If you are looking to buy a home but can’t afford the house you’d like due to rising interest rates, there could be an easy way to lower your rate. Depending on how much money you have available for a down payment and closing costs, you can request a mortgage rate buydown from your lender.
Keep in mind, you’ll need some extra cash to buy down your mortgage rate, but it may pay off in the long run in comparison with putting the same amount of money toward a bigger down payment.
The question at hand is: What is a mortgage rate buydown — and how can it help reduce not just your monthly payments, but the overall cost of your mortgage?
What Is a Mortgage Rate Buydown?
When you complete a mortgage rate buydown, you will buy “points” at closing that will reduce your interest rate.
Permanent Mortgage Rate Buydown
When you use a permanent rate buydown to reduce interest costs, your interest rate will remain at the lower rate for the life of the loan, unless you take out an adjustable rate mortgage (ARM). In that case, your rate may rise, but it would not rise as much as it would have without the buydown.
You can do a buydown by purchasing mortgage points, sometimes called discount points, on your loan at closing. A mortgage point typically costs around 1% of your mortgage loan amount, according to GOBankingRates, and reduces your interest rate by 0.25%. So, if you put down an extra 4% in the form of purchasing 4 points, you could reduce your interest rate by a full percentage point.
It’s important not to confuse buydown points with mortgage origination points. Mortgage origination points also cost 1% of your mortgage, but they don’t directly lower your interest rate. Instead, these fees go to lenders to cover the costs or loan origination, review, and processing.
However, if you have limited money for closing and wish to forgo origination points, you could negotiate with lenders for a higher interest rate instead of those points.
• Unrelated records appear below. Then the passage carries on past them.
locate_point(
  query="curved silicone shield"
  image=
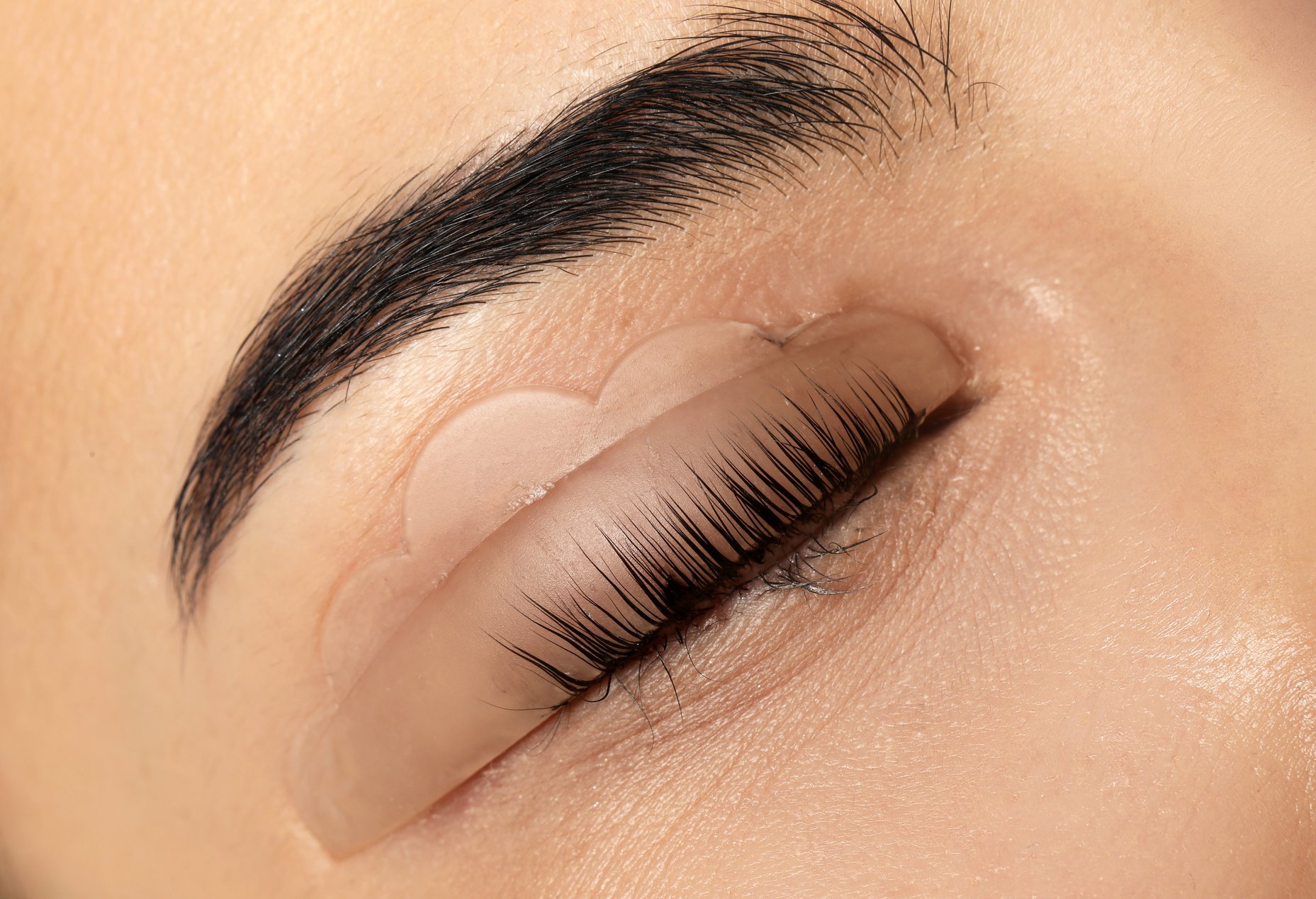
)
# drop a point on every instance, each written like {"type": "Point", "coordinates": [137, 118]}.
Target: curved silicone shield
{"type": "Point", "coordinates": [444, 695]}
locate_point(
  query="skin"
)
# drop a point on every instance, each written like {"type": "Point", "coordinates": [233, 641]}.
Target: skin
{"type": "Point", "coordinates": [1081, 660]}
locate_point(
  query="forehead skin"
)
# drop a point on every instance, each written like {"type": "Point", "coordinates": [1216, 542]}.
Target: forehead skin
{"type": "Point", "coordinates": [1103, 684]}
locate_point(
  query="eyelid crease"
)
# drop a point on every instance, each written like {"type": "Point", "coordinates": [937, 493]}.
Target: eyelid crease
{"type": "Point", "coordinates": [444, 696]}
{"type": "Point", "coordinates": [506, 451]}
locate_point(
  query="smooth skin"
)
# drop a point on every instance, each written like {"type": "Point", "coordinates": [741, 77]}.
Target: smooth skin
{"type": "Point", "coordinates": [1081, 658]}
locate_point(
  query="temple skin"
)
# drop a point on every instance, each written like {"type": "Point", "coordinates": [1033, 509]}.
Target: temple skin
{"type": "Point", "coordinates": [442, 698]}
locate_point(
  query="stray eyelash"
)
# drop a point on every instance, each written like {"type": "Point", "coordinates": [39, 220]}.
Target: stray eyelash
{"type": "Point", "coordinates": [758, 497]}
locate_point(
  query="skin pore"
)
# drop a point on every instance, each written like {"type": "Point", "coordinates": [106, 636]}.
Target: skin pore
{"type": "Point", "coordinates": [1079, 653]}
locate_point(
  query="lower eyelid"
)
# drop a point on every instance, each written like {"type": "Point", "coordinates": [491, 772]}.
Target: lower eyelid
{"type": "Point", "coordinates": [445, 696]}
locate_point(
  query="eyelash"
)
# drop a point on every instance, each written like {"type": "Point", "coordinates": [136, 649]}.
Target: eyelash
{"type": "Point", "coordinates": [685, 555]}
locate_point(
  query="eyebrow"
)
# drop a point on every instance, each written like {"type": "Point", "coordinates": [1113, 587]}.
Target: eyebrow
{"type": "Point", "coordinates": [758, 96]}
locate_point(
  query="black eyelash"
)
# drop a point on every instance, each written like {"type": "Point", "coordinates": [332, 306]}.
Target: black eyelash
{"type": "Point", "coordinates": [760, 497]}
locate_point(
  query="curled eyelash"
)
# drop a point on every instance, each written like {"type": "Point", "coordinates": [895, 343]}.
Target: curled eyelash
{"type": "Point", "coordinates": [757, 499]}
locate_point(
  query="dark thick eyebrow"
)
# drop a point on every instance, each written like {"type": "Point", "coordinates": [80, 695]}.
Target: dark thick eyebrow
{"type": "Point", "coordinates": [757, 96]}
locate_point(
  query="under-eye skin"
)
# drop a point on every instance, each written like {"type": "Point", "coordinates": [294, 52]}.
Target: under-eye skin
{"type": "Point", "coordinates": [644, 537]}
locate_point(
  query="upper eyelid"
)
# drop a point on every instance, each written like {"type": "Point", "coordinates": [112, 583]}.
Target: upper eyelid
{"type": "Point", "coordinates": [733, 502]}
{"type": "Point", "coordinates": [704, 124]}
{"type": "Point", "coordinates": [446, 694]}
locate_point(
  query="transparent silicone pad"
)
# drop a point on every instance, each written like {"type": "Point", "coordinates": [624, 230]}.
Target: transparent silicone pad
{"type": "Point", "coordinates": [445, 695]}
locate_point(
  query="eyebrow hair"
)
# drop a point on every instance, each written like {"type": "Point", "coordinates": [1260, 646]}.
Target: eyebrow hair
{"type": "Point", "coordinates": [755, 98]}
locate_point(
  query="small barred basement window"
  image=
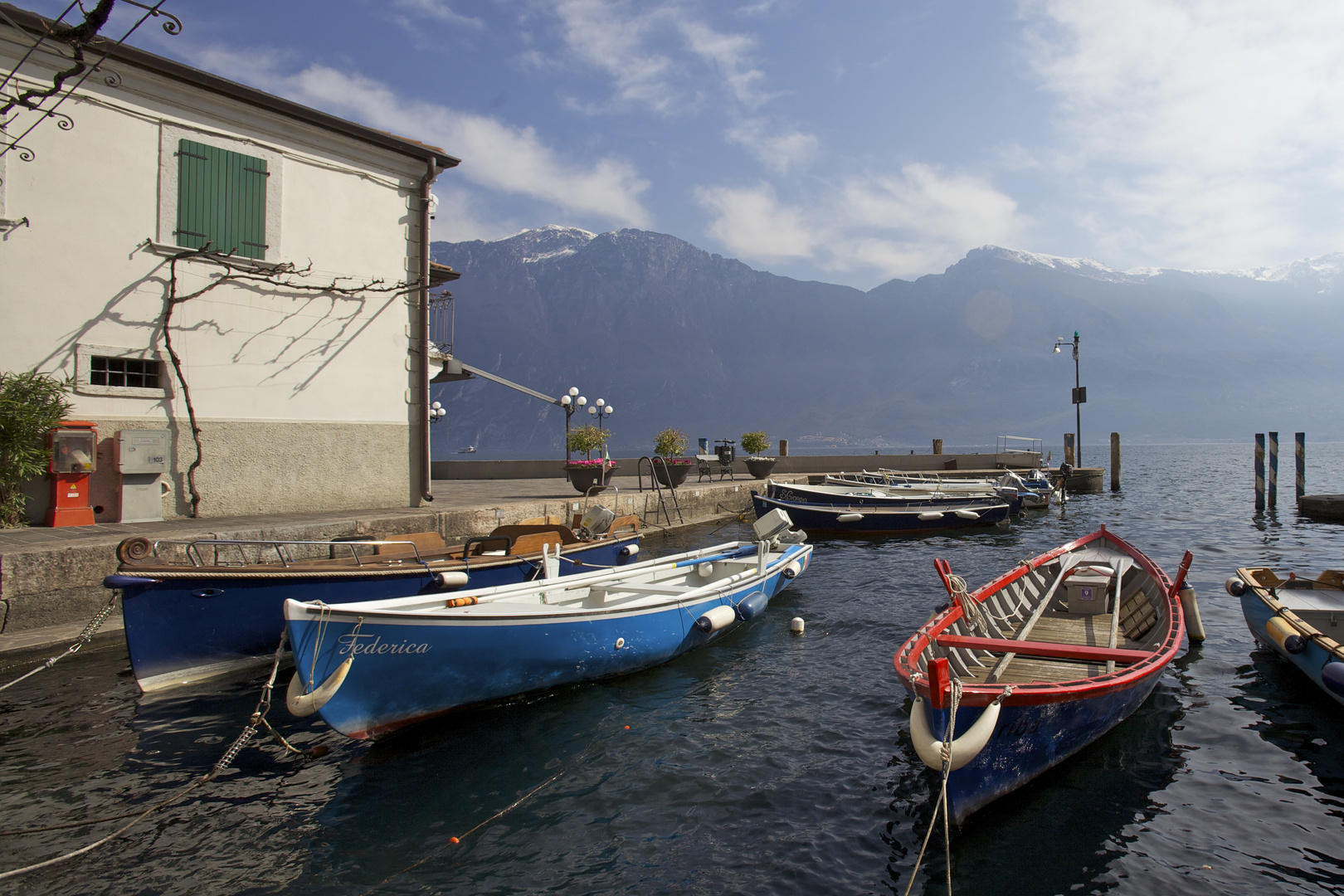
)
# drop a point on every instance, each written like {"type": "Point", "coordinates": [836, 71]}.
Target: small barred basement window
{"type": "Point", "coordinates": [123, 373]}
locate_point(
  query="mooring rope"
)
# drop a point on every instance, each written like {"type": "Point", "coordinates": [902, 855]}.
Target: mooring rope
{"type": "Point", "coordinates": [85, 637]}
{"type": "Point", "coordinates": [949, 735]}
{"type": "Point", "coordinates": [457, 840]}
{"type": "Point", "coordinates": [258, 718]}
{"type": "Point", "coordinates": [977, 616]}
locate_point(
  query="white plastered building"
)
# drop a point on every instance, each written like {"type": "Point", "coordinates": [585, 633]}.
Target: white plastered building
{"type": "Point", "coordinates": [305, 399]}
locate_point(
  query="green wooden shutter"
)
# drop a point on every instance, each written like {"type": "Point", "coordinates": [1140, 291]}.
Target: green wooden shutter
{"type": "Point", "coordinates": [221, 201]}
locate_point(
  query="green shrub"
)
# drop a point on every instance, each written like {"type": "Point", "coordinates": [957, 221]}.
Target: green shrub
{"type": "Point", "coordinates": [32, 405]}
{"type": "Point", "coordinates": [587, 440]}
{"type": "Point", "coordinates": [671, 444]}
{"type": "Point", "coordinates": [756, 442]}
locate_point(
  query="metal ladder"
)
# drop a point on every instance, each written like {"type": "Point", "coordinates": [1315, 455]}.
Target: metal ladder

Temporary Mortgage Rate Buydowns
Temporary mortgage rate buydowns are a little more complicated but can help borrowers afford a home by reducing interest rates dramatically for up to three years.
A 3-2-1 mortgage buydown offers an interest rate of 3% lower than the average rate at the time (which is, of course, also based on your credit history, income, and other factors). For instance, if rates are averaging 6% for someone in your situation, you could get a 3% interest rate… but only for the first year. For the second year, your rate will go up to 4%, and for the third year, you’ll pay 5%. By year 4, and for the rest of the mortgage term, you’ll pay the prevailing 6% rate.
You’ll want to compare the buydown price to your savings over three years to determine if a temporary mortgage buydown makes fiscal sense for you.
At the end of three years, if your credit is good and interest rates have dropped, you can refinance for a better rate.
A 2-1 temporary buydown follows the same format, but the lower rate only lasts for two years.
Should You Look for a Mortgage Rate Buydown?
Mortgage buydowns can be an effective tool to lower your monthly mortgage payments when interest rates are high. You’ll want to make sure you plan to stay in your home long enough — without refinancing — that you will recoup the cost of points you paid for upfront. And, of course, you’ll want to make sure you can afford to buy points in the first place.
You can use your savings, gift funds, or even ask the seller to pay the buydown, although, in today’s competitive sellers’ market, seller concessions aren’t as common.
Weigh the pros and cons and, if you opt for a temporary mortgage buydown, be sure you can afford the mortgage at the higher interest rate in two or three years.